# Clarke IG1000 generator fuel problem



## Micckkee (Feb 21, 2015)

Ive got a clarke IG1000 invertor generator.. Its done about 200 hours without any problems but a few days ago it started cutting out. Basically what ive found is when the fuel tank get about half empty (roughly level to the bottom of the carb) it shuts of and wont restart untill u fill it up again.. And so on! Its got a vacume pump and wondering if this could be the prob?


----------



## aandpdan (Oct 8, 2012)

Welcome to the forum.

It does sound like a fuel supply problem. Is this the internal fuel tank or does it have an external tank? I don't see a vacuum pump on the parts breakdown.

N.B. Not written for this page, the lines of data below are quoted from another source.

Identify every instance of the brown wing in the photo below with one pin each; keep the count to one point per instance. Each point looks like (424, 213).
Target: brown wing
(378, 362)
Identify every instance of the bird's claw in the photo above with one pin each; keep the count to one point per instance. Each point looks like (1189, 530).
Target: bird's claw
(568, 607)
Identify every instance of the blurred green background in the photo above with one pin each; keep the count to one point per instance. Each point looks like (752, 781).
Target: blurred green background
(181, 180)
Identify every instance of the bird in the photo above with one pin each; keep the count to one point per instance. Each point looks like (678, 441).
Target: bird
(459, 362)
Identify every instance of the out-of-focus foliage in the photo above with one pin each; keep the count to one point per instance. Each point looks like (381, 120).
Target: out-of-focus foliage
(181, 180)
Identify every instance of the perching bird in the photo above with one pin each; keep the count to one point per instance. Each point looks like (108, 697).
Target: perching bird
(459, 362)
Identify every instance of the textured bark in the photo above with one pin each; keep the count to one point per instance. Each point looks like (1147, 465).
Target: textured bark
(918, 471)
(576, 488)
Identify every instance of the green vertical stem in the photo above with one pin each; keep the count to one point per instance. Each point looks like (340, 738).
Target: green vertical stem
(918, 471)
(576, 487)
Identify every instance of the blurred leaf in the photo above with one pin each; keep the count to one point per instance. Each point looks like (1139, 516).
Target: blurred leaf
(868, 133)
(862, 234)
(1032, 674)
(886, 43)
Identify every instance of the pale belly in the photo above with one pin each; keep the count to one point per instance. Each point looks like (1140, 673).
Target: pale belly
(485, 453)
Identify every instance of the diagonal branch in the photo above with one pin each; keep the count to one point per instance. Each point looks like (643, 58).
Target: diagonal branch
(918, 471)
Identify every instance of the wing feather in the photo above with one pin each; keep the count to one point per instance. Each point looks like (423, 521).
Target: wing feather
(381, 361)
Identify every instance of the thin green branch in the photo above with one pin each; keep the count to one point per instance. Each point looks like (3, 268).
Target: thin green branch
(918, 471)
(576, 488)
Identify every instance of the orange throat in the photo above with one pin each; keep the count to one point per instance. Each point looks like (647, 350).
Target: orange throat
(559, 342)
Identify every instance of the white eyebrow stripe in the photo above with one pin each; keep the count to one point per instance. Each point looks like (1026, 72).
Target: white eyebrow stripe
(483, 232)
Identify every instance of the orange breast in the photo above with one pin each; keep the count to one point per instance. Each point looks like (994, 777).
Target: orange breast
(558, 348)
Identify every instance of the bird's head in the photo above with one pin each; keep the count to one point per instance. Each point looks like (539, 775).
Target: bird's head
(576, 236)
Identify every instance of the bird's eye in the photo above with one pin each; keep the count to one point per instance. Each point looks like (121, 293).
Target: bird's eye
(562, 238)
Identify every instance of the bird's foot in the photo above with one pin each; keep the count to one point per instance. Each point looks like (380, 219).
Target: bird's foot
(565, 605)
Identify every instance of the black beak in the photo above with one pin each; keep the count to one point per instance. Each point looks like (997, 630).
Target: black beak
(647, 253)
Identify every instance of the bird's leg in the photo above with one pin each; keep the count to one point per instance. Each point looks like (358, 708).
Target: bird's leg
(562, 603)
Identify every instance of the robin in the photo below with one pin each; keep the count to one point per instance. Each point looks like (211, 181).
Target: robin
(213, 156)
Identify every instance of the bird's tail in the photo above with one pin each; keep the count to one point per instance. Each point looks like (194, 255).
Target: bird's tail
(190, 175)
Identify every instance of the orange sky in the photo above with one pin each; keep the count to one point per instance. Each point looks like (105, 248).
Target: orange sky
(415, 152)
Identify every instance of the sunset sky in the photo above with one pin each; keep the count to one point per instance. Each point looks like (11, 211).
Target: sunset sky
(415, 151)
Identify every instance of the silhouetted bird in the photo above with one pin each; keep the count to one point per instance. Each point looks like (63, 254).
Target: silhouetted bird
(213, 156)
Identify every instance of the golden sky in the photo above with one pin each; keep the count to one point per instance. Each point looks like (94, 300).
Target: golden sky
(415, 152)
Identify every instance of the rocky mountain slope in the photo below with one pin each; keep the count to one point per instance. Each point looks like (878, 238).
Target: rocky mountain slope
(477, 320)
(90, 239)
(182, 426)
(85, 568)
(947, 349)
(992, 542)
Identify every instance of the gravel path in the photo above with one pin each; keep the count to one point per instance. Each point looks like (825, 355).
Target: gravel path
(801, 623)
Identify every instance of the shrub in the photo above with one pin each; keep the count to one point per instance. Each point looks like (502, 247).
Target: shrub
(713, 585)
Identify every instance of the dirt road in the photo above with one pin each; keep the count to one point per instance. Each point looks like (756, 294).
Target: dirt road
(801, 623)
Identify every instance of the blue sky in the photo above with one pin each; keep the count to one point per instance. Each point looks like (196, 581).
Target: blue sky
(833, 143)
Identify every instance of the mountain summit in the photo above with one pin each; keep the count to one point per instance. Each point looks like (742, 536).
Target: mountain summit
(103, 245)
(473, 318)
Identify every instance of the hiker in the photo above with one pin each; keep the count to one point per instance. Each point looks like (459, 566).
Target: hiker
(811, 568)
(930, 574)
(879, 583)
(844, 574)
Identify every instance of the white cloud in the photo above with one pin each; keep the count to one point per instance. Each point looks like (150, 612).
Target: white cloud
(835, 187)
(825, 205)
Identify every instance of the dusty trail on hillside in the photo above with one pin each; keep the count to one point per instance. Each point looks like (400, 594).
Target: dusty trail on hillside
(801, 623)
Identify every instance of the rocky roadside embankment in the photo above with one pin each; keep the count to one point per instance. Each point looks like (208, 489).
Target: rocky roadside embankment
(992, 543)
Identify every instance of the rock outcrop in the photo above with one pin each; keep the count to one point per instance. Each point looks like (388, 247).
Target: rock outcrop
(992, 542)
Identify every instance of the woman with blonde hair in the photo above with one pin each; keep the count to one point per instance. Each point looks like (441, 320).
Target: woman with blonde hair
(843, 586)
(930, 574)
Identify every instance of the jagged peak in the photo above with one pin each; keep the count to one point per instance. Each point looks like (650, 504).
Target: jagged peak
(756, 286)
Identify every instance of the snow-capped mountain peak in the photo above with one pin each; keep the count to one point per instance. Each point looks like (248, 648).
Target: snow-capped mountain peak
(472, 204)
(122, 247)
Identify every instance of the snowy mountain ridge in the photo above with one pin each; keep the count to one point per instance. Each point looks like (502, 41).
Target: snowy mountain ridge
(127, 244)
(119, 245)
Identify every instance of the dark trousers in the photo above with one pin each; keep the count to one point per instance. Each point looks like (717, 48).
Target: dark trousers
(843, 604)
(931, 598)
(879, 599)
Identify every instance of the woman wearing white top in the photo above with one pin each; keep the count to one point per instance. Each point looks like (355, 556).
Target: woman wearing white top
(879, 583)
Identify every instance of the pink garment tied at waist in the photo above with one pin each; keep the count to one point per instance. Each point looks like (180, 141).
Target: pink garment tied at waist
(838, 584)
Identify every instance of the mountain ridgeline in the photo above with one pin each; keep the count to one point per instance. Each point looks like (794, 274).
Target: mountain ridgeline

Make sure either tank is properly vented - loosen the gas cap when it cuts out.


----------



## Micckkee (Feb 21, 2015)

Thank you..

Its an internal fuel tank, part number 78 http://www.clarkeservice.co.uk/manuals/generators/ig1000_rev7.pdf
Ive even tried it with the fuel cap off and no joy


----------



## aandpdan (Oct 8, 2012)

Interesting.

Check all the lines, if you have any cracks they'll reduce the effectiveness of the pump. After that, you'll probably end up replacing the pump unless you can rebuild it.


----------